Subito dopo un breve interludio narrato precede la lunga “Days Of War”, che prosegue abilmente e con coerenza il percorso intrapreso dalla traccia precedente, mostrando la classe compositiva della band sempre in perfetto equilibrio fra melodia e potenza. La breve e piacevole “The Reign Of Law” placa momentaneamente la sete distruttiva dei Royal Quest, che torna comunque a palesarsi nella successiva “In The Name Of Man”, che a scapito di soluzioni innovative, riesce perfettamente a mantenere la qualità dell’album su ottimi livelli, nonostante l’ingombrante mancanza di una reale sezione ritmica a suggellare doverosamente le varie tracce del platter. L’oscura “Dark Ages” evidenzia invece l’anima più heavy del gruppo, che non manca di presentare momenti maggiormente atmosferici in un intermezzo di notevole fattura. Le seguenti “Dark Lord’s Words” e “The Cave Of The Dead” confermano la bontà del songwriting del chitarrista greco, vera macchina riff articolati, granitici e perfettamente inseriti nel contesto, anche nella successiva “Moonstone”.

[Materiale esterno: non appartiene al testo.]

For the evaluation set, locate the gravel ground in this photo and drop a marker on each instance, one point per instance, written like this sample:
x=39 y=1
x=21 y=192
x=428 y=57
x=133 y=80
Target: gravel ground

Giunto ormai quasi all’epilogo, si prosegue con le brevi “The Encounter”, “The Prayer” e “Umbralith”, volte a creare la giusta attesa per la regale conclusione che si concretizza nelle note della lunga “The Last Scene”, la quale consegna ai sostenitori inguaribili del power metal sinfonico un album senza dubbio piacevole e ben confezionato, che avrebbe tuttavia potuto offrire molto di più se fosse stato realizzato con l’ausilio di una vera band al completo, anziché il lavoro (pur notevole) di una sola persona.